Pop culture obsessives writing for the pop culture obsessed.
Pop culture obsessives writing for the pop culture obsessed.

What are you listening to this week?

Princess Nokia, a.k.a. Destiny Frasqueri (Photo: Scott Dudelson/Getty Images)
Princess Nokia, a.k.a. Destiny Frasqueri (Photo: Scott Dudelson/Getty Images)

Princess Nokia, “G.O.A.T.”

Of the few 2016 records I find I’m still listening to regularly, Princess Nokia’s 1992 mixtape probably tops the list. Because 1992 was my introduction to the 25-year-old New Yorker, I know her first and foremost as a scrappy underground MC, but Nokia—real name Destiny Frasqueri—is an unfathomably multitalented artist, assuming wholly different sounds on each of her albums: eclectic EDM on 2014’s Metallic Butterfly, sun-drenched soul on 2015’s Honeysuckle. By contrast, 1992 glimpses Frasqueri’s adolescence in 1990s Spanish Harlem by way of nine impeccable hip-hop cuts, where she rocks Tommy boxers while drinking to Selena (“Saggy Denim”), slips her stash by the cops riding the train around town (“Green Line”), casts spells with her cousins (“Brujas”), and channels the fight of a Mortal Kombat character (“Kitana”). The album will get a remastered reissue September 8, complete with eight new songs, and I’ve been bumping the first of those all summer: “G.O.A.T.” is yet another left turn from Nokia, where she dons a new look and new delivery, and still somehow just completely kills it. I can’t wait to see what comes next. [Kelsey J. Waite]
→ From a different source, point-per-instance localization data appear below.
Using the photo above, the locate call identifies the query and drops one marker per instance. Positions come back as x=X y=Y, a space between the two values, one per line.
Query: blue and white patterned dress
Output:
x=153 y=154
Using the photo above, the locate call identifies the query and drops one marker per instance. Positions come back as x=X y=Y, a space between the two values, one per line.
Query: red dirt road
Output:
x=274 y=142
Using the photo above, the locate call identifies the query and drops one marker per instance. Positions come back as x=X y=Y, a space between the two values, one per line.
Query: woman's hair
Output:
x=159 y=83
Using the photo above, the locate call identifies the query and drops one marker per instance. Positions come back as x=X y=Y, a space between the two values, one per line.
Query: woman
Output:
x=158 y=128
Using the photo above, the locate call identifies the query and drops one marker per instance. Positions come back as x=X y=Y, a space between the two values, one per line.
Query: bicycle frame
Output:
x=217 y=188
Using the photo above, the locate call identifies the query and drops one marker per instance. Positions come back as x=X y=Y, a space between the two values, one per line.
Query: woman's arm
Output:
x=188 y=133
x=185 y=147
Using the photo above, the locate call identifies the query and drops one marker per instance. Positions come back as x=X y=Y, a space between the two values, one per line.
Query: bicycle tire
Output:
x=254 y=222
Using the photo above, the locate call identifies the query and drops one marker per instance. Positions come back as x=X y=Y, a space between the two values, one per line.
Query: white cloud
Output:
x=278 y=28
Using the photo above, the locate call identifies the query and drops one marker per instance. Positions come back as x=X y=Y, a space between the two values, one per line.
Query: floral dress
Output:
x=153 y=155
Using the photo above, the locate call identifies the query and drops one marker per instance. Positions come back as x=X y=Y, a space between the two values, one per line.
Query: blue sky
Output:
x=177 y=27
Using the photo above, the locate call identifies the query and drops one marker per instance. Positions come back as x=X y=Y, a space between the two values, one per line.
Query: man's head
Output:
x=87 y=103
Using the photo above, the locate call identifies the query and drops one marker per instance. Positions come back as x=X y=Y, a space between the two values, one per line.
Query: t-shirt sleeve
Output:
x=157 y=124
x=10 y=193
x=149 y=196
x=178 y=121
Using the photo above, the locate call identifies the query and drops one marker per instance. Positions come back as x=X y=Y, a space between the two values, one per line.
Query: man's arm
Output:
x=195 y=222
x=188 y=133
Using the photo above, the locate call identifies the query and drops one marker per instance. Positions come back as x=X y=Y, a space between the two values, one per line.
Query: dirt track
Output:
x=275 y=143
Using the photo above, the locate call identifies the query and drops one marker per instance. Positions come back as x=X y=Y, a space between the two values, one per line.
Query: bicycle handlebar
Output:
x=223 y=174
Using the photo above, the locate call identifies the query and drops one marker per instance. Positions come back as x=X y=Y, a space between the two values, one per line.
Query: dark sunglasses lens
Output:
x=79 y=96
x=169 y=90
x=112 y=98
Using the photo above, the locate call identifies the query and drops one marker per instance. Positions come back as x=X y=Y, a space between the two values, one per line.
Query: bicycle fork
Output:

Hercules & Love Affair, “Rejoice”

Like a lot of people, I imagine, I drifted away from Andy Butler’s Hercules & Love Affair project after its sensational debut and subsequent split with DFA Records. The group’s follow-up, Blue Songs, was an ambitious detour into more recent dance-music history, but Butler’s voice felt lost among the detritus of its inspirations, and the record lacked the vital spark of Hercules’ disco roots. The lead-up to HLA’s fourth album, Omnion, has seen the release of several early singles, and while “Controller” is the closest the outfit has come to revisiting the innovative dance-floor ecstasies of its debut, the latest sneak peek, “Rejoice,” channels that same energy into something a little different. It imbues the group’s disco stylings with a stark industrial edge, but all the trappings melt away once Rouge Mary starts belting. Her performance, run through a brutally crunchy filter, is life-affirming and completely badass. [Matt Gerardi]

Lil B, “Berkeley”

I do not like Lil B. Since the early 2010s, he’s been a sort of blog-rap mainstay, better known for his eccentricity, social media exuberance, surplus of catchphrases, and prolificacy than anything resembling a good album, or even that many good tracks. Lil B stans everywhere are chortling themselves hoarse at how little I “get it” right now, I know. This is all a post-2000s rap template, perfected by Lil Wayne but followed by Gucci Mane, Future, Young Thug, and many others, but B’s had surprisingly little substance to back up all the headlines. As much as I agree with “Fuck Kevin Durant,” I do not like listening to it.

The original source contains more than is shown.